Myth: Cushing’s Syndrome/Disease can be healed or cured through change in diet or exercise.
Fact: NO! Caloric intake or lack of exercise has NO impact on weight gain and/ or loss in persons with Cushing’s.
Saying that someone “cheated” on their diet may seem reasonable to some as a reason for weight gain but I assure you that a candy bar or a piece of pie does not make a person with Cushing’s gain weight or get sick. Excess cortisol is the reason for Cushing’s symptoms. Treating the disease is the only way to alleviate symptoms.
The first line of treatment with the highest rate of remission is currently surgery to remove the tumor (s) from the pituitary, adrenal gland, or ectopic source.
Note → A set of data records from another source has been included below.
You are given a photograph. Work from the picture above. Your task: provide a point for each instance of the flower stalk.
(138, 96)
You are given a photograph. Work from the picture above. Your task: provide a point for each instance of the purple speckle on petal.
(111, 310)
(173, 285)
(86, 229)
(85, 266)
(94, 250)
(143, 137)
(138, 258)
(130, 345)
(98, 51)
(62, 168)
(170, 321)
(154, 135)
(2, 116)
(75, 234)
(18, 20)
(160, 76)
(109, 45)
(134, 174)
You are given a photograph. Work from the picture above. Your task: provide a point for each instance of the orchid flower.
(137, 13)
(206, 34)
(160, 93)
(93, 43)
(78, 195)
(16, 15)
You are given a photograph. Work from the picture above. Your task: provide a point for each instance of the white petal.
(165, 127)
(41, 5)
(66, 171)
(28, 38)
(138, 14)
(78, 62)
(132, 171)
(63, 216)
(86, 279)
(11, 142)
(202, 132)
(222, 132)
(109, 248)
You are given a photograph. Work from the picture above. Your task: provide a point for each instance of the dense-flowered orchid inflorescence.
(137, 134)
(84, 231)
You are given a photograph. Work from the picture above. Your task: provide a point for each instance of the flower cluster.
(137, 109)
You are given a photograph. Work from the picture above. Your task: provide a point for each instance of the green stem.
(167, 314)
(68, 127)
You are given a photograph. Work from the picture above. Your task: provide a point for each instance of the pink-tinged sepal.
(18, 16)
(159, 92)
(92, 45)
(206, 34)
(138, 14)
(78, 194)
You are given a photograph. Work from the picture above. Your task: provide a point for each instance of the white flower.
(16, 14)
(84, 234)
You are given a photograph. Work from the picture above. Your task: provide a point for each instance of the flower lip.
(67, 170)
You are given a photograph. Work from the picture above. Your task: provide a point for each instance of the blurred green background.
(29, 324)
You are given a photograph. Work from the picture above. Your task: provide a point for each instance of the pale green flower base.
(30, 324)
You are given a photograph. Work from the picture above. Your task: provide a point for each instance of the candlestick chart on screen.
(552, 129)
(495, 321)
In Day 9 on April 9, 2015, I wrote about how we got the Cushing’s colors of blue and yellow. This post is going to be about the first Cushing’s ribbons.
I was on vacation in September, 2001 when SuziQ called me to let me know that we had had our first Cushie casualty (that we knew about).
On the message boards, Lorrie wrote: Our dear friend, Janice died this past Tuesday, September 4, 2001. I received an IM from her best friend Janine, tonight. Janine had been reading the boards, as Janice had told her about this site, and she came upon my name and decided to IM me. I am grateful that she did. She said that she knew that Janice would want all of us to know that she didn’t just stop posting.
For all of the newcomers to the board that did not know Janice, she was a very caring individual. She always had something positive to say. Janice was 36 years old, was married and had no children. She had a miscarriage in December and began to have symptoms of Cushing’s during that pregnancy. After the pregnancy, she continued to have symptoms. When discussing this with her doctor, she was told that her symptoms were just related to her D&C. She did not buy this and continued until she received the accurate diagnosis of Cushing’s Syndrome (adrenal) in March of 2001. Tragically, Janice’s tumor was cancerous, a very rare form of Cushing’s.
Janice then had her tumor and adrenal gland removed by open adrenalectomy, a few months ago. She then began chemotherapy. She was very brave through this even though she experienced severe side effects, including weakness and dizziness. She continued to post on this board at times and even though she was going through so much, she continued with a positive attitude. She even gave me a referral to a doctor a few weeks ago. She was my inspiration. Whenever I thought I had it bad, I thought of what she was dealing with, and I gained more perspective.
Janice was having difficulty with low potassium levels and difficulty breathing. She was admitted to the hospital, a CT scan was done and showed tumor metastasis to the lungs. She then was begun on a more aggressive regimen of chemo. She was discharged and apparently seemed to be doing well.
The potassium then began to drop again, she spiked a temp and she was again admitted to the hospital. She improved and was set to be discharged and then she threw a blood clot into her lungs. She was required to be put on a ventilator. She apparently was at high risk for a heart attack. Her husband did not want her to suffer anymore and did not want her to suffer the pain of a heart attack and so chose for the doctors to discontinue the ventilator on Tuesday. She died shortly thereafter.
Janice was our friend. She was a Cushie sister. I will always remember her. Janine asked me to let her know when we get the Cushing’s ribbons made as she and the rest of Janice’s family would like to wear them in her memory. She said that Janice would want to do anything she could to make others more aware of Cushing’s.
The image at the top of the page shows the first blue and yellow ribbon which were worn at Janice’s funeral. When we had our “official ribbons” made, we sent several to Janice’s family.
Janice was the first of us to die but there have been more, way too many more, over the years. I’ll write a bit more about that on Day 21.